This petitioner brought foreclosure proceedings against the defendant on a real estate mortgage. Hearing thereon was had before the chancellor, who, on April 11, 1931, *Page 408 filed his findings of fact. On May 11, 1931, these findings, with the written consent of the parties, were supplemented by a finding that the sum of $800, the avails of a fire insurance policy, had been received by the petitioner and should be credited on the mortgage debt. It was also found that the premises covered were inadequate security for such debt. A decree was entered for the petitioner, and a short day of redemption fixed.

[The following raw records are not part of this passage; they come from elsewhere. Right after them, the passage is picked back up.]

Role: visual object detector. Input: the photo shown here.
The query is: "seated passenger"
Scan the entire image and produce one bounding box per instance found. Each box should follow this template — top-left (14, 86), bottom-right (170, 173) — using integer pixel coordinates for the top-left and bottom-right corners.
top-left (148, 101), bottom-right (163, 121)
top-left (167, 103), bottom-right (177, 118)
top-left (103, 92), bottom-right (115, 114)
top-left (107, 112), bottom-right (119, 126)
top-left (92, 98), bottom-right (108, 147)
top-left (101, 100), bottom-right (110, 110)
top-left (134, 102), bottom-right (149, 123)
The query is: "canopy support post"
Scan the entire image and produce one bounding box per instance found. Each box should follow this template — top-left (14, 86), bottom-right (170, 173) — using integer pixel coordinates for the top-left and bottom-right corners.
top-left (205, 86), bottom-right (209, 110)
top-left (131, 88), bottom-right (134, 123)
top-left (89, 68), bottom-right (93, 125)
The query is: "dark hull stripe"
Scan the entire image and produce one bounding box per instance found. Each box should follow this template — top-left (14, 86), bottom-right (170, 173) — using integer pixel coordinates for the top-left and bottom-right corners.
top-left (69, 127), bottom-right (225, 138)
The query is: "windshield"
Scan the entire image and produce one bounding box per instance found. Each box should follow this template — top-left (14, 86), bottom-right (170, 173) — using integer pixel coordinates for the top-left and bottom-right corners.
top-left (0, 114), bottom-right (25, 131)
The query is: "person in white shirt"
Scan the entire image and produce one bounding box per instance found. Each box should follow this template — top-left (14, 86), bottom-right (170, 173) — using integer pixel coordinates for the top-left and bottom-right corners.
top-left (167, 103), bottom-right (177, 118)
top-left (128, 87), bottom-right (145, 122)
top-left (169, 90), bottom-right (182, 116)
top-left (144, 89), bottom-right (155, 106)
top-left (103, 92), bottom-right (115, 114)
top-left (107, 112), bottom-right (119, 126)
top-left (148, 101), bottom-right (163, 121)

The defendant appealed from this decree, but it availed him nothing as is shown by Brown v. Osgood, 104 Vt. 87, 156 A. 876. After this affirmance, a new time of redemption was fixed, and the decree became absolute on November 18, 1931. Thereupon, the plaintiff took possession of the mortgage property and now holds the same.
Pursuant to an order made by the chancellor when the aforementioned appeal was taken, the defendant filed a bond to secure the intervening damages and the costs occasioned by the appeal. When the case was remanded, a day was set for a hearing before the chancellor to determine the amount of these damages and costs. At this hearing, which was on May 21, 1934, the defendant appeared by his solicitor, and claimed that he had had no adequate notice of the hearing, but the chancellor ruled him down on that — and rightly so, as abundant notice was established.
The defendant then filed a motion to abate the hearing, claiming that by a proper application of the insurance money hereinbefore mentioned, there was nothing due on the mortgage when the decree of foreclosure was rendered. The real question which the defendant sought to raise before the chancellor, and the one which he seeks to have passed upon here, is this one regarding the proper disposition of this insurance money. But that question, both in its legal and its factual aspects, was covered by the decree referred to, and was made conclusive when that decree was affirmed by this Court. With that decree in full force and effect, there was no defense to the claim for intervening damages and costs. The amount due in equity, a question of fact, and the proper disposition of the $800, a question of law, were conclusively established by the former decree. So the questions whether this sum should be applied on the mortgage debt as fast as payments thereon fell due, as indicated by Thorp v. Croto, 79 Vt. 390, 65 A. 562, 10 L.R.A. (N.S.) 1166, 118 A.S.R. 961, 9 Ann. Cas. 58, or *Page 409 should be held as security and applied to the debt in inverse order of the maturity of the payments thereon, were not before the chancellor in this case, and are not before us.
Decree affirmed, and cause remanded.